Sauvage
© Pyramide Distribution
Sauvage
    • Sauvage
    • France
    •  - 
    • 2018
  • Réalisation : Camille Vidal-Naquet
  • Scénario : Camille Vidal-Naquet
  • Image : Jacques Girault
  • Décors : Charlotte Casamitjana
  • Costumes : Julie Ancel
  • Son : Jérémie Vernerey, Julien Roig, Benjamin Viau
  • Montage : Elif Uluengin
  • Musique : Romain Trouillet
  • Producteur(s) : Emmanuel Giraud, Marie Sonne Jensen
  • Production : Les Films de la Croisade, La Voie Lactée
  • Interprétation : Félix Maritaud (Léo), Éric Bernard (Ahd), Nicolas Dibla (Mihal), Philippe Ohrel (Claude)
  • Distributeur : Pyramide Distribution
  • Date de sortie : 29 août 2018
  • Durée : 1h37

Sauvage

réalisé par Camille Vidal-Naquet

Le jeune Léo, quand il n’est pas sous l’emprise du crack ou du shit, est un prostitué homosexuel qui vend ses charmes sur le bord de la route. Dans Sauvage, premier film du Français Camille Vidal-Naquet, son errance est construite au rythme de trois consultations chez le médecin en forme d’étapes initiatiques. La première n’est qu’un jeu de rôle sexuel, où le docteur s’avère vite être l’un des nombreux clients du jeune homme. Le second est un véritable médecin qui va tenter de résoudre ses problèmes respiratoires et, pourquoi pas, essayer de l’aider à rentrer dans le rang. Le dernier, un autre vrai médecin, le rappellera à sa profonde sauvagerie, à son instabilité qui fascine autant qu’elle effraie (Léo est attirant mais risque de tout quitter à tout moment). Ce parcours chaotique alternera entre le film d’apprentissage et le portrait de marginal, sans jamais véritablement plonger ni dans l’un ni dans l’autre. La première nature de Sauvage, celui du film initiatique, manque d’originalité pour susciter un véritable intérêt ou un soupçon d’excitation. La faute sans doute à la prévisibilité de sa structure narrative et à l’application avec laquelle Vidal-Naquet reproduit sagement l’évolution psychologique habituelle d’un inadapté.
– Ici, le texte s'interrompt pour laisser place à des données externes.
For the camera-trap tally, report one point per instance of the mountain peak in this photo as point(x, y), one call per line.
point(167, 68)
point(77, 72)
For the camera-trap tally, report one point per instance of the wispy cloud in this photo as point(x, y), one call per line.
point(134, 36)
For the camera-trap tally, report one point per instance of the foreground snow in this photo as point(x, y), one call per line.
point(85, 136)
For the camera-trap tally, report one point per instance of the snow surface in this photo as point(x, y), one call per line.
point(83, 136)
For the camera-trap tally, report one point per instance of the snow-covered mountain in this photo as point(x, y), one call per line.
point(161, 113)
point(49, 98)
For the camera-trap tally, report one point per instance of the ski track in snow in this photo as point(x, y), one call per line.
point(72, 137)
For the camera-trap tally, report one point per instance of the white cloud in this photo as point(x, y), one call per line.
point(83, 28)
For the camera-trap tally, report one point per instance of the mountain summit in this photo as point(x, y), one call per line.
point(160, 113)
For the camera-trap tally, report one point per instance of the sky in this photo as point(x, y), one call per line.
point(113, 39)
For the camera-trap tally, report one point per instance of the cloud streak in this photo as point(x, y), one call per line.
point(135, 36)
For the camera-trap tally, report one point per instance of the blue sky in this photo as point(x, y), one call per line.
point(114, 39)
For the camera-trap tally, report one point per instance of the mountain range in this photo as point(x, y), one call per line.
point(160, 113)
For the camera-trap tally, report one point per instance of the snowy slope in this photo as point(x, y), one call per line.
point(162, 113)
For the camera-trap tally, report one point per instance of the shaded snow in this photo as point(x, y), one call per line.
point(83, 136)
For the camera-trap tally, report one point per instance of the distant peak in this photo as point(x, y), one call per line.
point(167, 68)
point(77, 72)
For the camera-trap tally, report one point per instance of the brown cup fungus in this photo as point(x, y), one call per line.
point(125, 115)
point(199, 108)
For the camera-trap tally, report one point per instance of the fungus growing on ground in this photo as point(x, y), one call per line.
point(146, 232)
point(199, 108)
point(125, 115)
Derrière le quotidien de cet escort-boy aux péripéties tantôt humiliantes, tantôt attendrissantes, se cachent, comme on s’y attend, un manque affectif, un besoin de reconnaissance et une incapacité à se ranger ou à se conformer à la norme.

Au calme

La seconde nature de Sauvage, celle du portrait d’un marginal situé à la lisière de l’échappée picaresque, dégage quant à elle un indéniable vent de fraîcheur à travers les traits de ce jeune intranquille, condamné à rester l’œil de son propre cyclone. Si les quelques panoramiques verticaux, traversant les décors à toute vitesse et guidant notre regard jusqu’au jeune Léo, ont de quoi surprendre au départ (car rompant avec une mise en scène souvent simplement illustrative), ils parviennent à donner un souffle dynamique à ce premier film en quête d’identité. Le mouvement permanent de Léo et son amour passionnel pour Ahd, qu’il aime plus qu’il ne s’aime lui-même, parviennent à faire remonter à la surface du film une énergie primitive et animale, une fougue pleine de bruit et de fureur. Il n’est alors pas étonnant que Léo ne parvienne qu’à se détendre dans le calme, contre un torse nu au petit matin ou sur le bord d’un pont traversant un dépôt de trains, là où, seul, il peut brièvement songer à prendre un nouveau départ. Car une fois reposé et apaisé par un silence qui se fait rare, Léo ne peut que repartir de plus belle, addict au bruit assourdissant des réacteurs d’avions qui décollent près de la forêt où il se prostitue comme au son des basses tonitruantes de ses nuits agitées. L’apaisement final de Sauvage, où Léo fait corps avec la nature l’enveloppant, n’est que le préambule d’une nouvelle tempête qui se profile à l’horizon. Avec ce premier film prometteur bien que parfois attendu, Vidal-Naquet aura, quoi qu’il arrive, fourni à son acteur principal, Félix Maritaud, un personnage à l’ivresse corporelle saisissante et propice, dans ses circulations de la frénésie à l’apaisement, à une composition remarquable.